Wednesday 9th March 2016; 2.00 - 4.00pm; Room B.13, 32 Lincoln’s Inn Field (32L)
Speaker: Prof William Clarence-Smith; Chair: Dr Kirsten Schulze
Middle Eastern and South Asian migrants contributed significantly to the history of the colonial Philippines, chiefly coming to profit from a frontier of economic opportunity. Armenians were the early modern trail-blazers. However, they had almost disappeared from the archipelago from around 1800, perhaps because of the ending of the galleon trade with Mexico. The first known ‘Otomano’ arrived in 1869, and the ‘Syrians’, as they called themselves, grew in numbers from the 1880s. The immigration of Muslim Hadharim, from what is today eastern Yemen, was less visible. Neither the Spaniards nor the Americans wanted these people to settle, given their alleged propensity to encourage ‘fanaticism’ among the Muslim Moros. Nevertheless, they were present from early times in the south, and slowly developed in symbiosis with the Moros.
Middle Easterners typically began as frugal and hard-working peddlers, gradually working their way up to own rural stores, bazaars, department stores, and import-export wholesaling companies. They became prominent in the professions, real estate, transport, utilities, and entertainment, and to a lesser extent in agriculture and mining. They pioneered the proto-industrial manufacture of embroidery for export, and gradually moved into manufacturing. Some ‘Syrians’ worked for the US colonial administration after 1898, but this stopped during the First World War.

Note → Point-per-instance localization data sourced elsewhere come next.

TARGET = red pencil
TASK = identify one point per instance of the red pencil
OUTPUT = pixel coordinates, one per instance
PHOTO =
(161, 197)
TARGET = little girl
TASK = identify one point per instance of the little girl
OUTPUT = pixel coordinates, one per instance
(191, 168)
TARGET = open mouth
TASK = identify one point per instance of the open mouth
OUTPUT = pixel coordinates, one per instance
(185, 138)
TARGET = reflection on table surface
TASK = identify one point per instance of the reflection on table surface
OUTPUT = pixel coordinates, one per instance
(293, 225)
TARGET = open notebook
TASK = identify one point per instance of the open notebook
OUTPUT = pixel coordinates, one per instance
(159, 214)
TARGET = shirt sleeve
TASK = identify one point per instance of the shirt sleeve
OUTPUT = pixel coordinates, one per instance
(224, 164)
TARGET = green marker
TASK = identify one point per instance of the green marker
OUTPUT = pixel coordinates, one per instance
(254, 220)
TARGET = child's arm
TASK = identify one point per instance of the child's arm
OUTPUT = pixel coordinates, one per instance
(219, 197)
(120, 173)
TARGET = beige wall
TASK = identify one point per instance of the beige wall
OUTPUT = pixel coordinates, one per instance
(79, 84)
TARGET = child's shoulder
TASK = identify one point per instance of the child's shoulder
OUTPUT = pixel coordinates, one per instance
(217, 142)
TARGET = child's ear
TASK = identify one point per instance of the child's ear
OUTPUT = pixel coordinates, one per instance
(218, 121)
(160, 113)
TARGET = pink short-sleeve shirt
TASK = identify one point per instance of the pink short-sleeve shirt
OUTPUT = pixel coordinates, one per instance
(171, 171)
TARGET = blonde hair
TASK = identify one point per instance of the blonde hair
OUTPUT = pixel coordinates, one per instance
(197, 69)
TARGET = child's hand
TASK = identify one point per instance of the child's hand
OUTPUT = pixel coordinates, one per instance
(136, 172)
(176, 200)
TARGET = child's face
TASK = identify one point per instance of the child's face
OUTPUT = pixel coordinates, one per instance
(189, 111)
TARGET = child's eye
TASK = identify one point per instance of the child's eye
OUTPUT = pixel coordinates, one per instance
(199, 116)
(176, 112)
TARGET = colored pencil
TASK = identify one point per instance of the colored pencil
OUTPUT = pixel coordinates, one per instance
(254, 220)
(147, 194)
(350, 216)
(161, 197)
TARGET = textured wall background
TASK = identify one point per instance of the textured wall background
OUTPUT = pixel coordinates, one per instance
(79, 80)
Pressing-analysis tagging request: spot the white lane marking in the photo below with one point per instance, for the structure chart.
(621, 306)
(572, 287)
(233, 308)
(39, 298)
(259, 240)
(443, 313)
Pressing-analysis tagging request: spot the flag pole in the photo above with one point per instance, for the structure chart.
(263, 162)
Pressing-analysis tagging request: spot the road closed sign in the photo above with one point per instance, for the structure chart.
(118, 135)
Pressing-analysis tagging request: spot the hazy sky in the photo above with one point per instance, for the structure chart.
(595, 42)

South Asians came with the liberalization of trade in the 19th century, benefiting from the umbrella of British power. Initially, these were ‘Bombays’ from Gujarat, both Hindu and Muslim, who came in small numbers. The Muslims among them eventually founded the first Muslim associations in Manila. From about the 1870s, the term ‘Bombays’ began to include Sindi Lohana Hindus from Hyderabad, in what is today Pakistan, who were part of a successful global diaspora, selling curios and Japanese silks. They quickly became the wealthiest South Asians in the territory, and have remained so to this day. Under American rule, they were joined by Punjabi Sikhs, in whose gurdwara they sometimes worshipped, but Sikhs were generally poorer, acting as chauffeurs, watchmen, and the like.
Speaker
William Gervase Clarence-Smith is Professor of the Economic History of Asia and Africa, at the School of Oriental and African Studies (SOAS), University of London.
Chair
Kirsten Schulze is Deputy Director of the Saw Swee Hock Southeast Asia Centre and Associate Professor in International History at LSE.